タケシの周りにはあのような色っぽい女が何人もいてタケシに遊ばれるのを待っている。そう思ったらマリには恋心以外に焦りのような苛つきのような感情が芽生える。
もう妹として愛されることに我慢できなくなっているのだ。タケシに女として大事にされたい。それがたとえ長くは続かない愛情だとしたって、ほんの一瞬でもタケシに女にされてみたかった。そしてタケシの本能丸出しの男の顔も自分のこの目で確かめてみたい。

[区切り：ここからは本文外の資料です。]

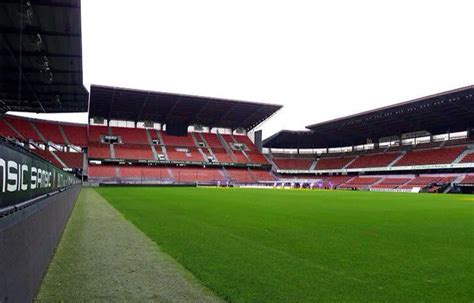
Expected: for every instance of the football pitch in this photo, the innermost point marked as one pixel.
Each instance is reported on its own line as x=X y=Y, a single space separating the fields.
x=251 y=245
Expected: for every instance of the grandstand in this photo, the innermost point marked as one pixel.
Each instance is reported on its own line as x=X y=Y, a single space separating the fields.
x=208 y=149
x=425 y=144
x=137 y=137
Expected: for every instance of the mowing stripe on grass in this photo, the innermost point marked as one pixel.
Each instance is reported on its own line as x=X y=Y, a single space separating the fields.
x=103 y=257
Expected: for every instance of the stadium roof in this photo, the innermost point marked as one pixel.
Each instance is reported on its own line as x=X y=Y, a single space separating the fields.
x=444 y=112
x=41 y=56
x=167 y=108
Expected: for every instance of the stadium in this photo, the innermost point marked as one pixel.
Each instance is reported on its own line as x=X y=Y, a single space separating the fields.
x=173 y=197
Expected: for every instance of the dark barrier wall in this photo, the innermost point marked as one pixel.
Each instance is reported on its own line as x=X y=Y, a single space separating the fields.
x=24 y=176
x=36 y=199
x=28 y=239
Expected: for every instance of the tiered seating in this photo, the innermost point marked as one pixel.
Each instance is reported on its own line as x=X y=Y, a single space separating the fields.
x=177 y=140
x=462 y=141
x=148 y=172
x=96 y=131
x=99 y=151
x=469 y=179
x=239 y=156
x=50 y=132
x=131 y=135
x=133 y=152
x=192 y=155
x=333 y=163
x=212 y=140
x=374 y=160
x=46 y=154
x=423 y=181
x=222 y=155
x=102 y=171
x=391 y=182
x=430 y=156
x=428 y=145
x=24 y=128
x=239 y=175
x=469 y=158
x=359 y=182
x=192 y=175
x=76 y=134
x=256 y=157
x=245 y=140
x=332 y=181
x=293 y=163
x=6 y=131
x=72 y=160
x=262 y=175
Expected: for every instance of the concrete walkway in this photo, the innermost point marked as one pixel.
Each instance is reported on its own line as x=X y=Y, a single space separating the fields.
x=102 y=258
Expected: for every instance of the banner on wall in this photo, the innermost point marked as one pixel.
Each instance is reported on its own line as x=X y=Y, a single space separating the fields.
x=24 y=176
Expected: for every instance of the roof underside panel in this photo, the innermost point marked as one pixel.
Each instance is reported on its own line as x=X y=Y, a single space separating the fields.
x=445 y=112
x=41 y=57
x=137 y=105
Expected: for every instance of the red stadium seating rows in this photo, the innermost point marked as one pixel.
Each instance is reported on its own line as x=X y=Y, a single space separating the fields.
x=469 y=158
x=430 y=156
x=359 y=182
x=423 y=181
x=291 y=163
x=391 y=183
x=179 y=174
x=469 y=179
x=333 y=163
x=374 y=160
x=133 y=152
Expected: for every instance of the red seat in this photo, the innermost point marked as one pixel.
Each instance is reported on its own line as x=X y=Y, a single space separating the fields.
x=148 y=172
x=184 y=154
x=177 y=140
x=430 y=156
x=50 y=131
x=359 y=182
x=332 y=163
x=95 y=132
x=76 y=134
x=222 y=155
x=99 y=151
x=131 y=135
x=24 y=127
x=262 y=175
x=133 y=152
x=212 y=140
x=391 y=182
x=469 y=158
x=46 y=155
x=239 y=175
x=374 y=160
x=193 y=175
x=293 y=163
x=72 y=160
x=102 y=171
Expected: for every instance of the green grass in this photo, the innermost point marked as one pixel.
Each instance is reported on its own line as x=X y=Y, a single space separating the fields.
x=300 y=246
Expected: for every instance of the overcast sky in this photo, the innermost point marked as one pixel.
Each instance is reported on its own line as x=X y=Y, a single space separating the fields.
x=320 y=59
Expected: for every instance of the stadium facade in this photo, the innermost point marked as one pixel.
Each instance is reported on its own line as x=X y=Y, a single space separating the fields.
x=157 y=138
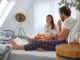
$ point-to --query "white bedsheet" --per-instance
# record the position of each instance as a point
(32, 55)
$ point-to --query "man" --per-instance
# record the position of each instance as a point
(69, 22)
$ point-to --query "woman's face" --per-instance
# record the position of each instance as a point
(49, 19)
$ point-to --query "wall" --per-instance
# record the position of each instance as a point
(27, 7)
(23, 6)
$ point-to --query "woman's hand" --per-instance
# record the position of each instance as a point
(59, 24)
(48, 24)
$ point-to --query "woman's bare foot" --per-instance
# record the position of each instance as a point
(15, 46)
(41, 49)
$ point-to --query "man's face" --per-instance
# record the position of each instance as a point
(62, 16)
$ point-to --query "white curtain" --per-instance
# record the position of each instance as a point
(44, 7)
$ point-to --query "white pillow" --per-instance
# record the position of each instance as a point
(71, 37)
(77, 37)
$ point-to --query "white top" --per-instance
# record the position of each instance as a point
(69, 23)
(48, 30)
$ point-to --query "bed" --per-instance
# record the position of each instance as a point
(31, 55)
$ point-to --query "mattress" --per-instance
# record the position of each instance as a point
(31, 55)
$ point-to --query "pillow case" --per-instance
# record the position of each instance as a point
(71, 37)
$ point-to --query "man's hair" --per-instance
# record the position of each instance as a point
(66, 10)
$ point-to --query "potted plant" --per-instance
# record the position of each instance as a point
(71, 3)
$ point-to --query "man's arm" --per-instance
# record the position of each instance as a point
(63, 34)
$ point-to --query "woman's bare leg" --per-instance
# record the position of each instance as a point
(16, 46)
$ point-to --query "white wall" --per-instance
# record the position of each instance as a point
(27, 7)
(23, 6)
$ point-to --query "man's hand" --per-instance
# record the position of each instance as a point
(16, 46)
(41, 49)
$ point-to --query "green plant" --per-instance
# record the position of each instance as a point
(71, 3)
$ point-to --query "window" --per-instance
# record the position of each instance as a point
(41, 9)
(5, 8)
(44, 7)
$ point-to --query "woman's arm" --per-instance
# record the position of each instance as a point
(16, 46)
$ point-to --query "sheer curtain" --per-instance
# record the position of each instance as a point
(44, 7)
(41, 9)
(5, 8)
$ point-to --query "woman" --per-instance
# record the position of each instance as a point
(50, 27)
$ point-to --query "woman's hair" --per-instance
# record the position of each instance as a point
(52, 22)
(66, 10)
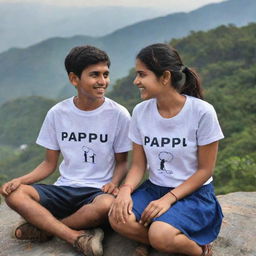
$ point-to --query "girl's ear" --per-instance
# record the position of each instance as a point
(73, 78)
(166, 77)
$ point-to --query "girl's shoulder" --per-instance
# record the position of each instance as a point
(200, 105)
(144, 105)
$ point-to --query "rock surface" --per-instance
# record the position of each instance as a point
(237, 236)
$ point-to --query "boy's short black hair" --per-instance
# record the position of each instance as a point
(81, 57)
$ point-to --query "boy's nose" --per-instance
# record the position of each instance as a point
(102, 81)
(136, 81)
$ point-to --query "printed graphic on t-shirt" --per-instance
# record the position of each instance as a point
(165, 157)
(89, 155)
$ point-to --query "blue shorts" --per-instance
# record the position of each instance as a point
(198, 216)
(63, 201)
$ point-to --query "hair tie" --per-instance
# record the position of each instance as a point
(184, 69)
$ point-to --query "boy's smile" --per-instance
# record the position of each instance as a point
(92, 84)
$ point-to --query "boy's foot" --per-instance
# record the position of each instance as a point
(207, 250)
(27, 231)
(90, 243)
(141, 250)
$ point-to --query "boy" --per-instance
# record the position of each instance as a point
(90, 131)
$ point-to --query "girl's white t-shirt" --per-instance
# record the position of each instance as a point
(171, 144)
(88, 141)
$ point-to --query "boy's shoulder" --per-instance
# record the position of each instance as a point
(116, 107)
(63, 105)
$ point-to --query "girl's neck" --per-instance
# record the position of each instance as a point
(170, 104)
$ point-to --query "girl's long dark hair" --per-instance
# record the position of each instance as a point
(161, 57)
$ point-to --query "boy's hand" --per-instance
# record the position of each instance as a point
(9, 187)
(155, 209)
(110, 188)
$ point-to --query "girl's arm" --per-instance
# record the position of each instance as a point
(122, 205)
(207, 156)
(43, 170)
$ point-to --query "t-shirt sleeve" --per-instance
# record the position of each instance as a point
(47, 135)
(209, 129)
(134, 133)
(122, 143)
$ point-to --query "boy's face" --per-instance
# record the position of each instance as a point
(93, 82)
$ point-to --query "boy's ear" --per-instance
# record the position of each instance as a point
(166, 77)
(73, 78)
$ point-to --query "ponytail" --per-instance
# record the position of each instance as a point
(192, 83)
(161, 57)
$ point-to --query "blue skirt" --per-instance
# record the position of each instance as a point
(198, 216)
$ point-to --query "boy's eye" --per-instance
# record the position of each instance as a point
(140, 74)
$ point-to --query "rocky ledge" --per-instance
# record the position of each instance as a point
(237, 236)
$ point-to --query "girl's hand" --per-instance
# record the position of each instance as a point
(156, 208)
(122, 206)
(110, 188)
(9, 187)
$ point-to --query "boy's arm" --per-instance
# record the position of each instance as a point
(119, 173)
(43, 170)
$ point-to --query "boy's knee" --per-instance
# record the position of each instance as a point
(20, 194)
(120, 227)
(103, 203)
(161, 239)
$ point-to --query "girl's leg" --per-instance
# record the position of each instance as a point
(131, 229)
(164, 237)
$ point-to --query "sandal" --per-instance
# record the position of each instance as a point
(141, 250)
(90, 243)
(207, 250)
(30, 232)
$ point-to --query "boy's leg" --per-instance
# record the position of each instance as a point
(25, 201)
(90, 215)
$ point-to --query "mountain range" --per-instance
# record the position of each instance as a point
(39, 69)
(24, 24)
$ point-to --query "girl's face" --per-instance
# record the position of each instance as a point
(147, 82)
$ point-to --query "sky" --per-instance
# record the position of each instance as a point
(169, 6)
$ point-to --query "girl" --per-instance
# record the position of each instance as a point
(175, 134)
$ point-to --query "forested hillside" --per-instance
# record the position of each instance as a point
(39, 69)
(226, 59)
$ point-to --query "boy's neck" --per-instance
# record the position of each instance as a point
(86, 104)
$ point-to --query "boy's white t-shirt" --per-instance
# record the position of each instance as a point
(171, 144)
(87, 140)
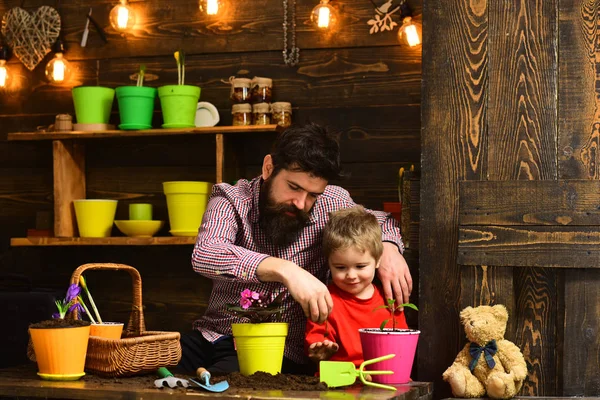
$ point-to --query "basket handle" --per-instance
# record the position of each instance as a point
(136, 323)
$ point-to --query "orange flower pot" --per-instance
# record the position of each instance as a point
(60, 352)
(109, 330)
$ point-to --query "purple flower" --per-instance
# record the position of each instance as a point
(245, 303)
(72, 292)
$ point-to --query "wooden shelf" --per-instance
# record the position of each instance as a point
(68, 155)
(148, 132)
(109, 241)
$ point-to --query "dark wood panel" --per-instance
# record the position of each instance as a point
(539, 246)
(582, 329)
(538, 289)
(162, 27)
(560, 203)
(454, 143)
(579, 103)
(522, 112)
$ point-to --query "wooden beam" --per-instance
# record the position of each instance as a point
(548, 202)
(531, 246)
(69, 184)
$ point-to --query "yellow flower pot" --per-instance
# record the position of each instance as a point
(186, 203)
(260, 346)
(60, 352)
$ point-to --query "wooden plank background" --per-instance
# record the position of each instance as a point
(533, 135)
(367, 88)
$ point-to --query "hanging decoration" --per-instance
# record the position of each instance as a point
(382, 21)
(30, 36)
(291, 57)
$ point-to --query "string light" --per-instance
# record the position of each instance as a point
(409, 32)
(122, 17)
(4, 75)
(58, 69)
(324, 16)
(210, 7)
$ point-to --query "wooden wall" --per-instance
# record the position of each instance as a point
(511, 94)
(366, 87)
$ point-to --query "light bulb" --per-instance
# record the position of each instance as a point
(324, 16)
(409, 32)
(58, 69)
(122, 17)
(3, 74)
(210, 7)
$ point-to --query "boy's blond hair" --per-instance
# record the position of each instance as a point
(352, 227)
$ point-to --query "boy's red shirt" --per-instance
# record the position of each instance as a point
(348, 315)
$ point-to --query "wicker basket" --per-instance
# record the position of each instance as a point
(139, 351)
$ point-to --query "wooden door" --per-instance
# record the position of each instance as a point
(511, 184)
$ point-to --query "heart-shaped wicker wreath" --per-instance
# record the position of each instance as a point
(31, 36)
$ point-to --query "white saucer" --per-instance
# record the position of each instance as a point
(206, 114)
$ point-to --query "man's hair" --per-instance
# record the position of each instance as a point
(352, 227)
(309, 148)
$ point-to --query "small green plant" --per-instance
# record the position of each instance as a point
(180, 58)
(391, 305)
(141, 73)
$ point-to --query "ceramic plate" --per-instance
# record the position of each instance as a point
(206, 115)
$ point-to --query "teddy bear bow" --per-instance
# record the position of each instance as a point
(488, 351)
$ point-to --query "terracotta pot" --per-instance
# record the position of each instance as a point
(60, 352)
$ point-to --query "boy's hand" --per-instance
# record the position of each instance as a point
(322, 351)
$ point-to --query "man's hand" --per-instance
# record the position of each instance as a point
(310, 292)
(321, 351)
(394, 274)
(307, 290)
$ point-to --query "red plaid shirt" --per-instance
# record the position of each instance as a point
(231, 245)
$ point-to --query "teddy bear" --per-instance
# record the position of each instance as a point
(489, 363)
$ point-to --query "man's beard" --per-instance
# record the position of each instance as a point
(281, 228)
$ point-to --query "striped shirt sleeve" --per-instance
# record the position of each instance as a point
(216, 256)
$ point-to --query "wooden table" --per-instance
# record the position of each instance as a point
(24, 382)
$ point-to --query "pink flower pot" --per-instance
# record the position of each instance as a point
(401, 342)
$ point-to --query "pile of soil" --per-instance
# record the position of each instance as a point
(257, 381)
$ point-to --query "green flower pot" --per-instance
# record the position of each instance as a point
(136, 106)
(179, 104)
(93, 104)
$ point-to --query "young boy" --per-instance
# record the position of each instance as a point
(352, 245)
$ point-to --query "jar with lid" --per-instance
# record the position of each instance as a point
(241, 91)
(281, 114)
(242, 114)
(262, 90)
(261, 114)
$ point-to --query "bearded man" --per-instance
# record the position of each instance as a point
(265, 235)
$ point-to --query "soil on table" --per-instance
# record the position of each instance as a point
(257, 381)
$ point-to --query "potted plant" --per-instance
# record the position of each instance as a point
(259, 343)
(179, 102)
(136, 103)
(378, 342)
(60, 344)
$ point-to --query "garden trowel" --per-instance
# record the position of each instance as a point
(205, 382)
(344, 373)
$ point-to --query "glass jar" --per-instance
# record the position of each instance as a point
(262, 90)
(242, 114)
(281, 114)
(240, 90)
(261, 114)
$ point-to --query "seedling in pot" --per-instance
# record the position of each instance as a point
(391, 305)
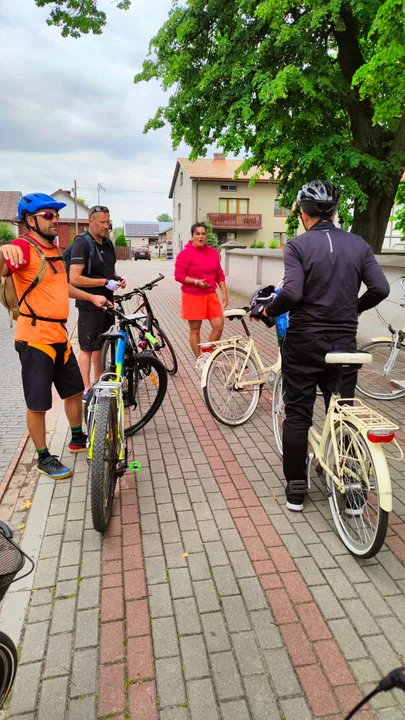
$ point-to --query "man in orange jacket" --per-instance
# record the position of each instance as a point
(41, 337)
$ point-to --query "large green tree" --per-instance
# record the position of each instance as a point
(304, 89)
(77, 17)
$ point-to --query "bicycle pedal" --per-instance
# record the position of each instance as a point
(135, 466)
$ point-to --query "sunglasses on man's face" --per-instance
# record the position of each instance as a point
(48, 215)
(98, 208)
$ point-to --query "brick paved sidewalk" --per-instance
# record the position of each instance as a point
(207, 600)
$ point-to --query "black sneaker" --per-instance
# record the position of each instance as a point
(78, 443)
(53, 468)
(295, 494)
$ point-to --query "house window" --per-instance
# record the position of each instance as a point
(233, 205)
(283, 212)
(281, 238)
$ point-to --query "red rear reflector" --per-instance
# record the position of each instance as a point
(380, 436)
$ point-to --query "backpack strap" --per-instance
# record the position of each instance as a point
(37, 279)
(40, 274)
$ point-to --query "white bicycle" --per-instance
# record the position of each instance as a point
(350, 461)
(234, 375)
(384, 378)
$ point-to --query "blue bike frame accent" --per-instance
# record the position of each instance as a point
(120, 352)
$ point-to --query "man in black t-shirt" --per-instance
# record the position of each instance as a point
(101, 280)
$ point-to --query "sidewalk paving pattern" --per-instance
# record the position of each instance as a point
(206, 599)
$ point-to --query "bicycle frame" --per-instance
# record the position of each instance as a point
(110, 385)
(248, 345)
(359, 420)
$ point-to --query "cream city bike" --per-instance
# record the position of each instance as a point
(234, 375)
(384, 378)
(351, 461)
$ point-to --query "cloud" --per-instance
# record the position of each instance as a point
(70, 109)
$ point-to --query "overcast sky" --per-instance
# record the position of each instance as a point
(69, 109)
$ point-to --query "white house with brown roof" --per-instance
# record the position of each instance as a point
(206, 189)
(9, 200)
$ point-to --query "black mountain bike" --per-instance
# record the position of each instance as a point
(143, 375)
(145, 329)
(12, 559)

こんなに重たい気持ちを抱いたままタケシに優しく妹扱いされることはもう御免だった。たとえ振られて拒絶されたとしてもタケシに一瞬でも女として意識してもらえるのならばそれは今のこの精神状態よりずっといい。
そう思った時のマリはもう止まる事が出来なかった。
マリは店の片づけをしているタケシの後ろから抱きついた。タケシは最初びっくりしたがマリが先ほどの出来事にまだ怯えているのだと勘違いをしてマリに向き直り、マリの頭を優しく撫でた。その優しい笑顔を見ているうちにマリは自分がいまからタケシを困らせるようなことを言う事に急に怖気付いてしまい、結局その日は何も言えなくなってしまった。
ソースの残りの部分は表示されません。